Star Parker
Star Parker is the founder of the Center for Urban Renewal and Education (CurePolicy.org), a Washington D.C.-based public policy institute that fights poverty and restores dignity through messages of faith, freedom and personal responsibility.
After firsthand experience in the grip of welfare dependency, a Christian conversion changed Star's life in 1983. She started a business in Los Angeles and began her activism upon the 1992 Los Angeles riots destroying that business.
In 1993, Star Parker began consulting with federal and state legislators on market-based strategies to fight poverty, including federal Welfare Reform that passed in the mid-’90s, and thus founded CURE in 1995 to bring new ideas to policy discussions on how to transition America's poor from government dependency.
Today, Parker is on the Board of Directors and Executive Committee of NRB, and her weekly syndicated column runs on national news platforms including Fox News, NewsMax, Epoch Times, Real Clear Politics and in more than 100 local news outlets around the country.

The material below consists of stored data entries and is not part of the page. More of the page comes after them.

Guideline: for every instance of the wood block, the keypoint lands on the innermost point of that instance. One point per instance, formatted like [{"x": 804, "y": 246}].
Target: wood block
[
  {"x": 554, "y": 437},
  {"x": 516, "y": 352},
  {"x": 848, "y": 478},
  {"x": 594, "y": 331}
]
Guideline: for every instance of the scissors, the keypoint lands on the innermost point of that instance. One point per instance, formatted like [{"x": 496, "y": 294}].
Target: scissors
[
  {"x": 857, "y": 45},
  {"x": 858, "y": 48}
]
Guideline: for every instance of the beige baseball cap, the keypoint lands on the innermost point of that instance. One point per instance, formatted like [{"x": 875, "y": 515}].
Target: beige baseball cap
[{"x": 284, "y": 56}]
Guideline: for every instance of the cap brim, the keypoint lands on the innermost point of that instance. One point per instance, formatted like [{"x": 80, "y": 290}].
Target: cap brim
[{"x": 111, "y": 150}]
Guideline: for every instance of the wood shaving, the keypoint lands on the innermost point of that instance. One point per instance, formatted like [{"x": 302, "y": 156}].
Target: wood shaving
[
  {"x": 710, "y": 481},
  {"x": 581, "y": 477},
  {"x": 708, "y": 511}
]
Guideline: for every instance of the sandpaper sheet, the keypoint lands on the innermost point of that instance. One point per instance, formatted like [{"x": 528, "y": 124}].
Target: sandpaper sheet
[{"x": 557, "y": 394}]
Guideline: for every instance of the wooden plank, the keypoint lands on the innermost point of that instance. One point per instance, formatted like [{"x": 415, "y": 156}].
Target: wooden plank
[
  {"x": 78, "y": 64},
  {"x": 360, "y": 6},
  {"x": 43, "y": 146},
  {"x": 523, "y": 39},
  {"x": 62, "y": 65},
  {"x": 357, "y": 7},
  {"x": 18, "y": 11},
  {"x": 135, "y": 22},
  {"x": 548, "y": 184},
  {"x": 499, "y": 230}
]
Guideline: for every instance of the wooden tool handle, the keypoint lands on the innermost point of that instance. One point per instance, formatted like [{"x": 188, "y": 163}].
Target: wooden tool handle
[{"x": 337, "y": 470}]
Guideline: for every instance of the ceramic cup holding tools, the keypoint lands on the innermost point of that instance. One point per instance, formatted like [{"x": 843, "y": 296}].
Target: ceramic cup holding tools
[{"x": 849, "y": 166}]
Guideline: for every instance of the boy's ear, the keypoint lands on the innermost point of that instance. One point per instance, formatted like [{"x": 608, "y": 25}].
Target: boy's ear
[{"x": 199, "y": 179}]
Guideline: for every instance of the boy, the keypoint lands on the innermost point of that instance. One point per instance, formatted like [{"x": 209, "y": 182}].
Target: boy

In 1996, she was a featured speaker at the Republican National Convention.
In 2017, Parker joined the White House Opportunity Initiative advisory team to share ideas on how to best fix our nation’s most distressed ZIP codes.
In 2018, Senate Majority Leader Mitch McConnell appointed her to the U.S. Frederick Douglass Bicentennial Commission.
In 2020, President Donald Trump appointed her to serve a two-year term on the U.S. Civil Rights Commission Committee for California.
Parker has spent the last 30 years active in developing CURE, which umbrellas nationally recognized and esteemed policy, media and clergy centers; and in helping other organizations that impact the culture particularly for younger generations encompassing lectures on more than 300 college campuses, including Harvard, Berkeley, Emory, Liberty, Franciscan and Pepperdine, as well as gracing the banquet platforms with her personal story from abortion to atonement for more than 300 Pregnancy Care Centers.
Parker has a bachelor’s degree in marketing and international business from Woodbury University and has received numerous awards and commendations for her work on public policy issues, including the 2016 “Ronald Reagan Foot Soldier of the Year” from CPAC, the 2017 Groundswell Impact Award and the 2018 Queen Esther Award from Bott Radio Network.
In addition, Parker has authored four books; “Necessary Noise: How Donald Trump Inflames the Culture War and Why This Is Good News for America” (2019); “Uncle Sam's Plantation: How Big Government Enslaves America's Poor and What We Can Do About It” (2003/2012); “White Ghetto: How Middle-Class America Reflects Inner City Decay” (2006); “Pimps, Whores and Welfare Brats: From Welfare Cheat to Conservative Messenger” (1997).
She is currently working closely with key national thought leaders specializing in the area of Social Security reform. And yes, she is working to release book five by the end of 2025.